O excesso de recursos para financiamento da casa própria disponível no mercado pode superar R$ 100 bilhões nos próximos dois anos, aponta o presidente da Abecip.

“Vai ter muito recurso disponível para emprestar, mas não vemos o mesmo ritmo de consumo na ponta, seja do consumidor, que vai demorar para obter ganho real e algum alívio no desemprego, ou da construtora”, diz Abreu Filho.

O cenário de oferta elevada com demanda ainda em baixa poderia significar que as taxas de juros cobradas pelos bancos cairiam. De fato, Abreu Filho afirma que os juros estão hoje em patamares próximos aos do ápice do mercado imobiliário, em 2014. Os preços não caem mais, no entanto, porque a piora nas perspectivas econômicas para o Brasil elevaram  as taxas de juros futuros.

Como os empréstimos imobiliários ficam, em média, dez anos nas carteiras dos bancos, são para essas taxas de longo prazo que as instituições costumam olhar na hora de compor os juros do financiamento. 

“Não vejo os preços caindo até agora, porque as curvas de juros futuros não cedem. Se isso acontecesse, poderíamos para o próximo ano ver algo inédito, como taxas abaixo de 8,5%”, diz Abreu Filho.

As taxas de juros futuros vinham caindo até março, mas começaram a subir em abril, em meio a incertezas sobre os rumos políticos e econômicos do país, e foram ainda mais pressionadas em maio, com a paralisação dos caminhoneiros.

“Esse movimento depende muito do cenário eleitoral e da perspectiva da economia. Parece que os bancos viram a curva subir, mas estão apostando em uma queda. Se o patamar se mantiver alto, no entanto, em algum momento veremos uma reversão, com aumento de taxas e queda na concessão.” 

O preço dos imóveis no país, também monitorado pela Abecip, acumula queda real (considerando a inflação do período) de 25% desde 2014. Apesar da queda refletir o desaquecimento do setor durante a crise e prejudicar o investidor, Abreu Filho aponta que há vantagens. "O lado bom é que aquele consumidor que há quatro anos via a compra do imóvel como cada vez mais cara agora observa que essas unidades estão mais acessíveis", afirma.

FGTS

Na contramão do SBPE, o crédito imobiliário com recursos do FGTS, fonte para financiamento dentro do programa Minha Casa Minha Vida, recuou 6,8%, na primeira queda semestral desde 2014. Foram R$ 31,5 bilhões em empréstimos. 

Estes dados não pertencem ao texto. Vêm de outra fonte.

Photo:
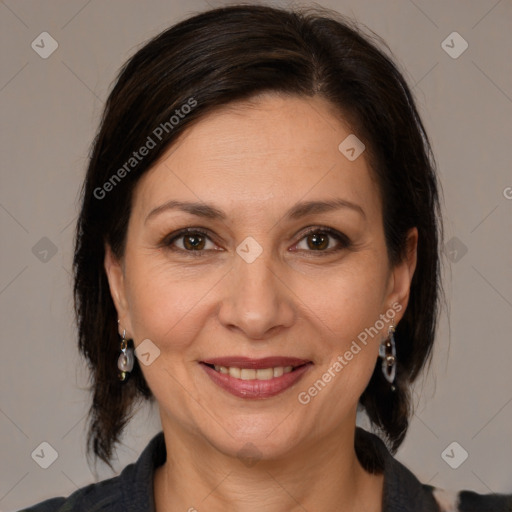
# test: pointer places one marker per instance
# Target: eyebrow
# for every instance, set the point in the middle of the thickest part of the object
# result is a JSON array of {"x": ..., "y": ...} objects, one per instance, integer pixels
[{"x": 297, "y": 211}]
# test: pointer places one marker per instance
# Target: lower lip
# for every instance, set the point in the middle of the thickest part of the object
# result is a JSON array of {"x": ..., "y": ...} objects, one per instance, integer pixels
[{"x": 254, "y": 388}]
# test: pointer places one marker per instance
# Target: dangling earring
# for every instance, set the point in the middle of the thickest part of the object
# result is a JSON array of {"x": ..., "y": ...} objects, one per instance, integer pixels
[
  {"x": 387, "y": 351},
  {"x": 125, "y": 360}
]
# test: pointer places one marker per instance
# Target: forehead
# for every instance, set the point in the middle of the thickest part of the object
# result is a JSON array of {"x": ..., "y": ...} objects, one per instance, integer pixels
[{"x": 270, "y": 152}]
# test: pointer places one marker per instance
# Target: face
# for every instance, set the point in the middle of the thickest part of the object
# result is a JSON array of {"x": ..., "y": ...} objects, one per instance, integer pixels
[{"x": 283, "y": 265}]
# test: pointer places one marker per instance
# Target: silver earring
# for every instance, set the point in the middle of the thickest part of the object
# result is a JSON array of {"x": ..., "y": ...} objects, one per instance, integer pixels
[
  {"x": 126, "y": 359},
  {"x": 387, "y": 351}
]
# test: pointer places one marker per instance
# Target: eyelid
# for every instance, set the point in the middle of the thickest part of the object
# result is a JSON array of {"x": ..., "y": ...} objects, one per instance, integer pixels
[{"x": 343, "y": 241}]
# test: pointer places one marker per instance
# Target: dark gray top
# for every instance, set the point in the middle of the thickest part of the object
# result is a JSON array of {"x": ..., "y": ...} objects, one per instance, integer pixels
[{"x": 132, "y": 490}]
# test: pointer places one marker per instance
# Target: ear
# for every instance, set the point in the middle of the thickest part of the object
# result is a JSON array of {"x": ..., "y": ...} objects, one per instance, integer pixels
[
  {"x": 116, "y": 280},
  {"x": 401, "y": 275}
]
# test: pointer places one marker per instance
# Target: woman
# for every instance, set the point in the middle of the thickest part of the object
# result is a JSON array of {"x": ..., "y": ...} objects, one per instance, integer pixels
[{"x": 258, "y": 251}]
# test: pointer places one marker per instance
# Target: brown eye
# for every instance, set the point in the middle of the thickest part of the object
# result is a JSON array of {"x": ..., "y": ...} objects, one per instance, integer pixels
[
  {"x": 190, "y": 241},
  {"x": 194, "y": 242},
  {"x": 323, "y": 240},
  {"x": 318, "y": 241}
]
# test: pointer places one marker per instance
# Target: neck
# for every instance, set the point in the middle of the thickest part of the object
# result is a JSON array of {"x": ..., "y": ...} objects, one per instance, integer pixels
[{"x": 325, "y": 475}]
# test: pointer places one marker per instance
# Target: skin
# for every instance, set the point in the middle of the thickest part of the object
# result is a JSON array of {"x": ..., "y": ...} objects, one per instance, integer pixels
[{"x": 254, "y": 161}]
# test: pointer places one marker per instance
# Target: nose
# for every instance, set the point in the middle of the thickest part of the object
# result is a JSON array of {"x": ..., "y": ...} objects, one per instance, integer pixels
[{"x": 257, "y": 300}]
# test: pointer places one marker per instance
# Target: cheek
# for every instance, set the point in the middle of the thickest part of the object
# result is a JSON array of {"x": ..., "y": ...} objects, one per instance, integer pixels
[{"x": 167, "y": 304}]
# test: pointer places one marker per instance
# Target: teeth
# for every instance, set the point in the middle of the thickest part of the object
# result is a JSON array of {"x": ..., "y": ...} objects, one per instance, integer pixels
[{"x": 251, "y": 374}]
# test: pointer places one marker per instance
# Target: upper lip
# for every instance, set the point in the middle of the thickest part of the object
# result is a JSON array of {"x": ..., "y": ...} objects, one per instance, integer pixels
[{"x": 247, "y": 362}]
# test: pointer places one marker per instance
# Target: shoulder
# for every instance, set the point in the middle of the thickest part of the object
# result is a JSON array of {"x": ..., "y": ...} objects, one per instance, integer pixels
[
  {"x": 131, "y": 490},
  {"x": 403, "y": 492},
  {"x": 469, "y": 501}
]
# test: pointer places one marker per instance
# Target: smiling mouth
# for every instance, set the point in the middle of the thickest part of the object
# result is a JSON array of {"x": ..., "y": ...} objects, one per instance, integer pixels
[
  {"x": 256, "y": 378},
  {"x": 253, "y": 373}
]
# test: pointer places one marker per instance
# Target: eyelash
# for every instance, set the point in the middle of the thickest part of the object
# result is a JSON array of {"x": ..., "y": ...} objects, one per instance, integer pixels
[{"x": 342, "y": 239}]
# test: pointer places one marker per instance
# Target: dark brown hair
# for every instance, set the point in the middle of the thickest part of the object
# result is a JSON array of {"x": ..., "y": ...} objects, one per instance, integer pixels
[{"x": 231, "y": 54}]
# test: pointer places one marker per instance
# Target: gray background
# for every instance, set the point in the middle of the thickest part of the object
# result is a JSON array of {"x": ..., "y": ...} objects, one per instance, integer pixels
[{"x": 51, "y": 107}]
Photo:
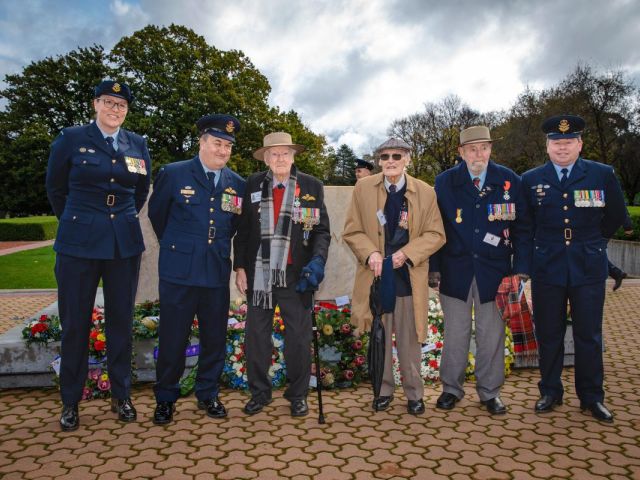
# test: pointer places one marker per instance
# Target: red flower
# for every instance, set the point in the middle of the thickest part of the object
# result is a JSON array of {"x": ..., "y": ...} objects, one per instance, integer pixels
[{"x": 345, "y": 328}]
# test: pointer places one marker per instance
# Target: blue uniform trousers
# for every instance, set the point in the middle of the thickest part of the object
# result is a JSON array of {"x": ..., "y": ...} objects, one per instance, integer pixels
[
  {"x": 179, "y": 304},
  {"x": 78, "y": 280},
  {"x": 550, "y": 312}
]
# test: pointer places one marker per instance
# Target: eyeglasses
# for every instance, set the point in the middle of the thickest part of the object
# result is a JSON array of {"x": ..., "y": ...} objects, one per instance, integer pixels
[
  {"x": 387, "y": 156},
  {"x": 107, "y": 102}
]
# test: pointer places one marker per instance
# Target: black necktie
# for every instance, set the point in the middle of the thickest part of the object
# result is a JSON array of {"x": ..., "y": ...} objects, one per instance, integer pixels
[
  {"x": 110, "y": 143},
  {"x": 564, "y": 177}
]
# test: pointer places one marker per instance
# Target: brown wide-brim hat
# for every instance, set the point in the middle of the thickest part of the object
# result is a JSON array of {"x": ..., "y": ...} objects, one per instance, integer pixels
[
  {"x": 477, "y": 134},
  {"x": 276, "y": 139}
]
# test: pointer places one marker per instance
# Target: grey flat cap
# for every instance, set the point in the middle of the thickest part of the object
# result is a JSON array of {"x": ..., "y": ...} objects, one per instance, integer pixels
[{"x": 394, "y": 143}]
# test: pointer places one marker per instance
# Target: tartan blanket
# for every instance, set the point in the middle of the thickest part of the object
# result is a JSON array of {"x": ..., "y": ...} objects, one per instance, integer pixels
[{"x": 516, "y": 312}]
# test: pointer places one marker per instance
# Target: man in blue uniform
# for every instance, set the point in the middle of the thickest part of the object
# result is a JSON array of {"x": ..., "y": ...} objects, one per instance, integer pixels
[
  {"x": 486, "y": 223},
  {"x": 194, "y": 209},
  {"x": 97, "y": 182},
  {"x": 577, "y": 204}
]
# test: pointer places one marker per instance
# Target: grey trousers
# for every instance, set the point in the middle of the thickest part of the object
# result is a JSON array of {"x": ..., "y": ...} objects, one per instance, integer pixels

“O FGTS é diferente do SBPE, em que há competição entre os bancos. O FGTS segue a lógica de cumprir o orçamento definido pelo Conselho Curador”, afirma Abreu Filho. Esse orçamento previsto para o ano é de R$ 69 bilhões, o que significaria uma alta de 19% em 2018, aponta a Abecip.

Somando SBPE e FGTS, o crédito imobiliário avançou 4,5% no primeiro semestre, totalizando R$ 56,8 bilhões.

Segundo a Abecip, a inadimplência do segmento fechou o primeiro semestre em 1,8%, acima do 1,7% de 2017. "Não é algo que assuste, mas está no radar dos bancos. O patamar pré-crise era de 1,4%", diz Abreu Filho.